Saturday morning and, to quote the philosophical sage that is Edmund Blackadder, my head feels like it's got a Frenchman living in it. That'll be last night's drinking then. After at least one false start I remember that we're playing in Leeds tonight and manage to leap into action in time to meet the lads in Joe's van. Before you can say 'deja vu' we're in Toddington to meet Dave- no sign of Elvis (he's back on the 10th!) but everything else seems more-or-less as we left it. Then it's the long haul up the M1. We're playing at Karen & Trevor's wedding in the Palmcourt room at The Queen's Hotel in the city centre. Richard went to college in Leeds so knows his way around and we find our venue easily (for once!). Phil's already got the P.A. set up so we squeeze our gear onto the t-shaped stage (just) and do a quick soundcheck.
There's some food available later but people are getting hungry so we decide to go out for a look around. The lure of Spicemania across the road proves too much for many though if I was getting some food I think I'd have gone for Wokmania next door. However for me, Squirrel, Ian and Joe it's pubtime- there's plenty to choose from although there's already bouncers on the door for most of them and it's only 6.30. And there's a lot of people about, and a lot of police. Eventually we find The Prince of Wales- as Ian puts it 'that looks like an old boys pub- that'll do for us then'. Actually the jukebox is playing Blondie and The Stones, though I guess that is 'old boys music' to many. A bewildering array of real ales are on sale- I take the only possible course of action and order lager. They've got a real till- one of those one's that goes 'ker-ching' as the cost pop's up in a window at the top. If only it had been in old money. After a couple of drinks we walk back through town- there's even more people about, many of them scantily clad young ladies causing Ian to remark 'if I had some money I think I'd spend it on a facelift'. An evocative thought.

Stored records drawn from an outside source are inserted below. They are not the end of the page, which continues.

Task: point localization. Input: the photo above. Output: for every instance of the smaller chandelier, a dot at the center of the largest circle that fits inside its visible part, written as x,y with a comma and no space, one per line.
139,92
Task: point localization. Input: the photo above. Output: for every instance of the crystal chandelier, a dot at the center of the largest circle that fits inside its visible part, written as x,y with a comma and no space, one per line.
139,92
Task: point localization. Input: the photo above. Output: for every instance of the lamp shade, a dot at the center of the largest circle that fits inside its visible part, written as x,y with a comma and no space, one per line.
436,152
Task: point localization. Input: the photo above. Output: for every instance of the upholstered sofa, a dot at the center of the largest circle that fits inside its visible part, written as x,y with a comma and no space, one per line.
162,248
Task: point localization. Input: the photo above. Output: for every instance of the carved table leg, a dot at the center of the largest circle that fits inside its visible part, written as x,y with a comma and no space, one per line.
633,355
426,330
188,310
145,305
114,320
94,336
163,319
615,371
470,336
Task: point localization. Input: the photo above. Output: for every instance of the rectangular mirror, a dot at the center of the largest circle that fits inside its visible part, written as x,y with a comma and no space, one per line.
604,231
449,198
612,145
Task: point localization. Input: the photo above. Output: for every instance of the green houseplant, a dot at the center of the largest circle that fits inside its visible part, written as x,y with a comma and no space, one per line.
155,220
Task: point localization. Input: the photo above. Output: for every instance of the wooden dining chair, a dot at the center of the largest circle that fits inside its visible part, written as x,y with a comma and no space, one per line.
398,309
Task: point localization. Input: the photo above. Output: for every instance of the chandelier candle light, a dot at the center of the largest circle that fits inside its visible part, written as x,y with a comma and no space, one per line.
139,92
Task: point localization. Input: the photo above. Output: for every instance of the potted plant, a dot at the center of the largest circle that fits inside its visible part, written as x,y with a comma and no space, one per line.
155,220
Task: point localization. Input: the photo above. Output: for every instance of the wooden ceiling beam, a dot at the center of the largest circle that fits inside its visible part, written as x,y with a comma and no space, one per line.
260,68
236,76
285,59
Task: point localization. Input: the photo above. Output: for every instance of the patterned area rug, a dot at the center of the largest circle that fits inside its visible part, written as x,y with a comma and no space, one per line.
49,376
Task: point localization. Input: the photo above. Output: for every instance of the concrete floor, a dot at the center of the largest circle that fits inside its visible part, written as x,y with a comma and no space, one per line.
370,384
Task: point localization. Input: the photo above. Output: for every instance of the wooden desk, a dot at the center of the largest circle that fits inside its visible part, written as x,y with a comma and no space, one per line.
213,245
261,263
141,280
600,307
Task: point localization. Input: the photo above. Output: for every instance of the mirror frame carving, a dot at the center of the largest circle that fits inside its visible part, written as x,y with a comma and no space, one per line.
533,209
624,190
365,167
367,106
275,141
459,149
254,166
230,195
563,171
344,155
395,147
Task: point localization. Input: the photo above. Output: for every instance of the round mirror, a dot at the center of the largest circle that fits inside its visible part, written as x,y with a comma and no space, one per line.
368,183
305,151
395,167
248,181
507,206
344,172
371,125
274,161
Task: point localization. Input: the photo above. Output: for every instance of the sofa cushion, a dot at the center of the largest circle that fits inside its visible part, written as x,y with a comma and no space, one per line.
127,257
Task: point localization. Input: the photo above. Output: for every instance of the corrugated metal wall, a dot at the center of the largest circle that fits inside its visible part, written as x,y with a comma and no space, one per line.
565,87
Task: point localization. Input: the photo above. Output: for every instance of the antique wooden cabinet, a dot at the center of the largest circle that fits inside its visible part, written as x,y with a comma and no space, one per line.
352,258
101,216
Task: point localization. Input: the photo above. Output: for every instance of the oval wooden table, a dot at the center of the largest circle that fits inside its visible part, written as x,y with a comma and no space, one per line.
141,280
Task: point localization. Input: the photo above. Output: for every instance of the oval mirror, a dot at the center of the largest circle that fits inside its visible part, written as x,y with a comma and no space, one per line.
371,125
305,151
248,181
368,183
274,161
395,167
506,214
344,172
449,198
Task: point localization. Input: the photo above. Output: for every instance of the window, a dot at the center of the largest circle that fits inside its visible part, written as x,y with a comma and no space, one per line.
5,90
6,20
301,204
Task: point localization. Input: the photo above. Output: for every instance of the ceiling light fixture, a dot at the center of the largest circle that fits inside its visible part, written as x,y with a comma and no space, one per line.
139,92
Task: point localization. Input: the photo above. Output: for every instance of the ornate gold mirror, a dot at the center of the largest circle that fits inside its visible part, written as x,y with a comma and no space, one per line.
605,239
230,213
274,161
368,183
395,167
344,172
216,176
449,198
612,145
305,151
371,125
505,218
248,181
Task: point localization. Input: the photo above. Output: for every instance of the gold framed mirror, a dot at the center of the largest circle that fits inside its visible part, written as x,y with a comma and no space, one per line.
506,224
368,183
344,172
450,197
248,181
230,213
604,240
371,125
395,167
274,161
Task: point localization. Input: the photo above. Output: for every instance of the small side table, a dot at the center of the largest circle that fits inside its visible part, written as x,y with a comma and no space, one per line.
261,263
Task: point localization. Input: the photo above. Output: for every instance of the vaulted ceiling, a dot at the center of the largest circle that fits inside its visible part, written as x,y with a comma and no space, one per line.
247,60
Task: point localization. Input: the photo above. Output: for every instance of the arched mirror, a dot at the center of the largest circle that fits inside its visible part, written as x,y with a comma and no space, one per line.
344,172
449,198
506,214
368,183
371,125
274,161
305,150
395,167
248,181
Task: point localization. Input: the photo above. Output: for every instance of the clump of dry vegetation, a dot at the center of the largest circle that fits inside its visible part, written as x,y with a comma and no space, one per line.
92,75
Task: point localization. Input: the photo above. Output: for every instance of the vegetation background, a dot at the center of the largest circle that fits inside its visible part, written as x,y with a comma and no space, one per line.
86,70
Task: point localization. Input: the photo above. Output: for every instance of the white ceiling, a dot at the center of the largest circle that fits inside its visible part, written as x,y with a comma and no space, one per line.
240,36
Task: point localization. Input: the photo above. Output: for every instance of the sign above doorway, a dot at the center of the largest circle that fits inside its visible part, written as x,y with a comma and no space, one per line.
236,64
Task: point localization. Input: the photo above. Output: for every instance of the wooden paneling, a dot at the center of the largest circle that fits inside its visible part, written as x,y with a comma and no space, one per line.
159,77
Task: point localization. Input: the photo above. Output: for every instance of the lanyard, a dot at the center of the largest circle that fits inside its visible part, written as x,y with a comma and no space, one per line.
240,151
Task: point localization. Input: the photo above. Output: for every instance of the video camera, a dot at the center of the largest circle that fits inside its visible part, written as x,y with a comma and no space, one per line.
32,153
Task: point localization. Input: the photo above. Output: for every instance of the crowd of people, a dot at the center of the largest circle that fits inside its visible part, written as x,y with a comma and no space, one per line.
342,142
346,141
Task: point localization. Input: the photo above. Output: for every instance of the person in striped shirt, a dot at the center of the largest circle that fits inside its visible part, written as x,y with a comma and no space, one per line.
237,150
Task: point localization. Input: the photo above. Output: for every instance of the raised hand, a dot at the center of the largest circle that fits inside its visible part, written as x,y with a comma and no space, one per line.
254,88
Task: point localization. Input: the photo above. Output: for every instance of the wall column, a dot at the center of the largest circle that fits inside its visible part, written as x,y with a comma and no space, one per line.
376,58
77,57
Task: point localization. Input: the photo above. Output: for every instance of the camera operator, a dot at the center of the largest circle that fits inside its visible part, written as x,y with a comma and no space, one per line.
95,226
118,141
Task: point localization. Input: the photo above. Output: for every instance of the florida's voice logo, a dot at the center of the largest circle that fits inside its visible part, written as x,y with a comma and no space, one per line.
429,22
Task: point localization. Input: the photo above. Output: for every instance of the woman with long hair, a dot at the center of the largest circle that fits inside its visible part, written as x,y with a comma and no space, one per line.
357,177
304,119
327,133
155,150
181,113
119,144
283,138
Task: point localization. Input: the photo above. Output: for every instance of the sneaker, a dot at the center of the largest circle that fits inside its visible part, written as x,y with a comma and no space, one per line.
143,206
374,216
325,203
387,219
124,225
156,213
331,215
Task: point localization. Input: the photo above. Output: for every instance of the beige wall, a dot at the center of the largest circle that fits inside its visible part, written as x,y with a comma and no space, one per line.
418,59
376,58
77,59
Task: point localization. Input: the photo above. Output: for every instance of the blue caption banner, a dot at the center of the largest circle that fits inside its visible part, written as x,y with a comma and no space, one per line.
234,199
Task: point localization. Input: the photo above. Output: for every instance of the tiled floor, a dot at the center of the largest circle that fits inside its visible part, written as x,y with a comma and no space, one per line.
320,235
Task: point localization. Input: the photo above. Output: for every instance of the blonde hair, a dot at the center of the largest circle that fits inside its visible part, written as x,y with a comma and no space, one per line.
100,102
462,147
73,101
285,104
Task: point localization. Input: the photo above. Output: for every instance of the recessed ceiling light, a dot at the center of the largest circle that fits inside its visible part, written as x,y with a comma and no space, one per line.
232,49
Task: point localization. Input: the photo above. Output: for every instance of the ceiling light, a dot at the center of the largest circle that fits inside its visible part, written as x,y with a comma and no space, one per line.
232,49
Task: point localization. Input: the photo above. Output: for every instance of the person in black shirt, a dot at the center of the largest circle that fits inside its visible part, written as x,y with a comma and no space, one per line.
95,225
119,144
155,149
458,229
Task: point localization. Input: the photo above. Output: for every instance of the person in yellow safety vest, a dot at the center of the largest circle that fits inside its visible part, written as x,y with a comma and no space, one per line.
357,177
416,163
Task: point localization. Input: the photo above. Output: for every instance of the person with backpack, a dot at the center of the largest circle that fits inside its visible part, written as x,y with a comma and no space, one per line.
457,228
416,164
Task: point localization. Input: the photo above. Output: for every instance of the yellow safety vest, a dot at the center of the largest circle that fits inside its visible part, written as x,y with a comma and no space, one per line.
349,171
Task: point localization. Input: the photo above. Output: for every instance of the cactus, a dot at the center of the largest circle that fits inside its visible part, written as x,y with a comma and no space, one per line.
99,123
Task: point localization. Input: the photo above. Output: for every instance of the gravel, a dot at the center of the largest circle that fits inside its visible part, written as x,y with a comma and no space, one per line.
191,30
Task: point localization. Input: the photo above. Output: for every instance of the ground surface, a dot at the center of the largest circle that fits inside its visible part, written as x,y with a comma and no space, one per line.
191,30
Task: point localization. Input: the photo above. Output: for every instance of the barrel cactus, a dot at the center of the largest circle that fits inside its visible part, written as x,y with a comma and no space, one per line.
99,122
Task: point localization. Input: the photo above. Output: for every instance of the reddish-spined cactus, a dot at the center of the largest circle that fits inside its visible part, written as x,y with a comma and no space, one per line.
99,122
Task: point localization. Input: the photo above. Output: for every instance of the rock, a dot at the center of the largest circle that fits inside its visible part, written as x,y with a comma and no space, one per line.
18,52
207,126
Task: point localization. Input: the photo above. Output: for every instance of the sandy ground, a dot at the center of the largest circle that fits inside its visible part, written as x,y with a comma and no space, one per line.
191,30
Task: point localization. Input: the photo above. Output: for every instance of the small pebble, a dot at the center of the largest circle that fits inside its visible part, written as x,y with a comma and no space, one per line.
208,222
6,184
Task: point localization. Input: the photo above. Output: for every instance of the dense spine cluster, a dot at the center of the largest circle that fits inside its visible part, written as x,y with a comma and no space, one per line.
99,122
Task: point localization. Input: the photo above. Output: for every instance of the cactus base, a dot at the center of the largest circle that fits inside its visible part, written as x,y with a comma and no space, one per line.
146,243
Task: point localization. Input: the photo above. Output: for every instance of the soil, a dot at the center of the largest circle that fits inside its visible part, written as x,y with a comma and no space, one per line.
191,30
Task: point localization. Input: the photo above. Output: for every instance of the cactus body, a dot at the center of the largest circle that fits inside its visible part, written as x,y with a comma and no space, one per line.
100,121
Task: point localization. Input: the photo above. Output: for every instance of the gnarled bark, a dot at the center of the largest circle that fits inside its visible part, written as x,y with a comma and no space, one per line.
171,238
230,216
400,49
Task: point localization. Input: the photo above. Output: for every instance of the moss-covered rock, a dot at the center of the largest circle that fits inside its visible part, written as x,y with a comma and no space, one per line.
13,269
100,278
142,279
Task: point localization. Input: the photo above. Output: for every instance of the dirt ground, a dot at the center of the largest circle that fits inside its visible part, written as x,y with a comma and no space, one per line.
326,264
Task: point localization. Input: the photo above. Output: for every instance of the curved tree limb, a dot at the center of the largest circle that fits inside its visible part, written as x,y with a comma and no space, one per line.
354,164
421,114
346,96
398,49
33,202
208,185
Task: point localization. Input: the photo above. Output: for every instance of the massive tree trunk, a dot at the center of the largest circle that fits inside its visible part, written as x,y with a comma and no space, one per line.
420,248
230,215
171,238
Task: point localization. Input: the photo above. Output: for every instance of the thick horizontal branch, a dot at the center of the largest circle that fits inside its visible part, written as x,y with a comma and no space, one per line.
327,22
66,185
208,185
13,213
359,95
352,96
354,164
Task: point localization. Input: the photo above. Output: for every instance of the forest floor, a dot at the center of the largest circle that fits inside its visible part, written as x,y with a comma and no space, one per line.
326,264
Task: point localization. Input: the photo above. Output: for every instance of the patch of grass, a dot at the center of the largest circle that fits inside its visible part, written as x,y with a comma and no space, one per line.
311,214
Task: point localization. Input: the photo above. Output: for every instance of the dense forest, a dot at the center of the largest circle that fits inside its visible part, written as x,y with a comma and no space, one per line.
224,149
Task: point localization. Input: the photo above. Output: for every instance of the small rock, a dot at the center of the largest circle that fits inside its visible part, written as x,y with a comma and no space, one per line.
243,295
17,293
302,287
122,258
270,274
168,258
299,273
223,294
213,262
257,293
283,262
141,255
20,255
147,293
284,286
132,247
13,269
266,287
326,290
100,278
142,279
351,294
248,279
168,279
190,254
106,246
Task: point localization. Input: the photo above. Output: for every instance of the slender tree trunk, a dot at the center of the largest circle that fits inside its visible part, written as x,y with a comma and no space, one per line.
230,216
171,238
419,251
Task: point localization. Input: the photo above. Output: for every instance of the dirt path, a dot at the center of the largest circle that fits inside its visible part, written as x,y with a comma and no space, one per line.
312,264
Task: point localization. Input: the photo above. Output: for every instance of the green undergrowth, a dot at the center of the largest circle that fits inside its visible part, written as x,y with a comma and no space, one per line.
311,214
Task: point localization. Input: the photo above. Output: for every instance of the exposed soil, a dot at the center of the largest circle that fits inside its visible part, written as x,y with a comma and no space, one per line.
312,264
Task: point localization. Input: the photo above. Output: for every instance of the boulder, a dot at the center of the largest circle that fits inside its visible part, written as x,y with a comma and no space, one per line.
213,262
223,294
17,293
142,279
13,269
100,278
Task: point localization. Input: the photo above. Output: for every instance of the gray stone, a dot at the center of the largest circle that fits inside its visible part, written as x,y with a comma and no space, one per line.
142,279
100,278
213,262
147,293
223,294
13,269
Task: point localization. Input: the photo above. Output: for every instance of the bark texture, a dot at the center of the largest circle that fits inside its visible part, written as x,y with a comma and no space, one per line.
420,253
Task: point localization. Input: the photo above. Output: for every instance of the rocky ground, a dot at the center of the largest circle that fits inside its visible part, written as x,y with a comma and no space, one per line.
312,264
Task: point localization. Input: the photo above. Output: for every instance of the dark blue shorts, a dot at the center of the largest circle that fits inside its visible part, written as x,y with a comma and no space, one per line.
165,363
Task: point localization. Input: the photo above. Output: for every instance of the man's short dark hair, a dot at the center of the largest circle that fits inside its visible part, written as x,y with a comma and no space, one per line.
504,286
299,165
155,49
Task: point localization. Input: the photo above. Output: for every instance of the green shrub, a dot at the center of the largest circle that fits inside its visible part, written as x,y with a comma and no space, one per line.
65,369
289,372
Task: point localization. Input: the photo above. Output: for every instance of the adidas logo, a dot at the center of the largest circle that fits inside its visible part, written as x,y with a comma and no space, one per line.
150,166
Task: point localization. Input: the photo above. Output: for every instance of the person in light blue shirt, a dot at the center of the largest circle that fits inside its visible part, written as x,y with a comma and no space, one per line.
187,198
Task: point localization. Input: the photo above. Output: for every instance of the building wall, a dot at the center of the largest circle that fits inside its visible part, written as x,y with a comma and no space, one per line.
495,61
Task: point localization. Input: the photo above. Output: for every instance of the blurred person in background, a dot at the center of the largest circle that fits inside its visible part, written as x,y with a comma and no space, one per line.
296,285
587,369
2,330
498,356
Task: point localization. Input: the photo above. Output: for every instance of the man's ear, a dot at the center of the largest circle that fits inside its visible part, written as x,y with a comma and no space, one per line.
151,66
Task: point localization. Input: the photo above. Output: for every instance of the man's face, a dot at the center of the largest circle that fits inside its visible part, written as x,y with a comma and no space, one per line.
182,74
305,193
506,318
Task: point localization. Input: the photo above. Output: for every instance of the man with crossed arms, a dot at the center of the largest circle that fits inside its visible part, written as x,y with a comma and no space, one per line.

Back to the venue and 'Fawlty Towers' is on Dave's portable DVD player and there's much jollity all round. Outside the room we're using as a base there's a signed photo of Leeds footballing legend John Charles- indeed there's actually quite a few rooms there named after him. We go on just after 9.30 to the predictable indifference of many but, thankfully, not everyone. There's quite a few people up and dancing which leads to a peculiar version of 'Rawhide' which somehow includes 'Oops upside your head' (or whatever it's called). Strange days indeed.
2.30a.m. and, somewhat inevitably, we're in Toddington. It's quieter than last week- but I guess without Elvis it would be.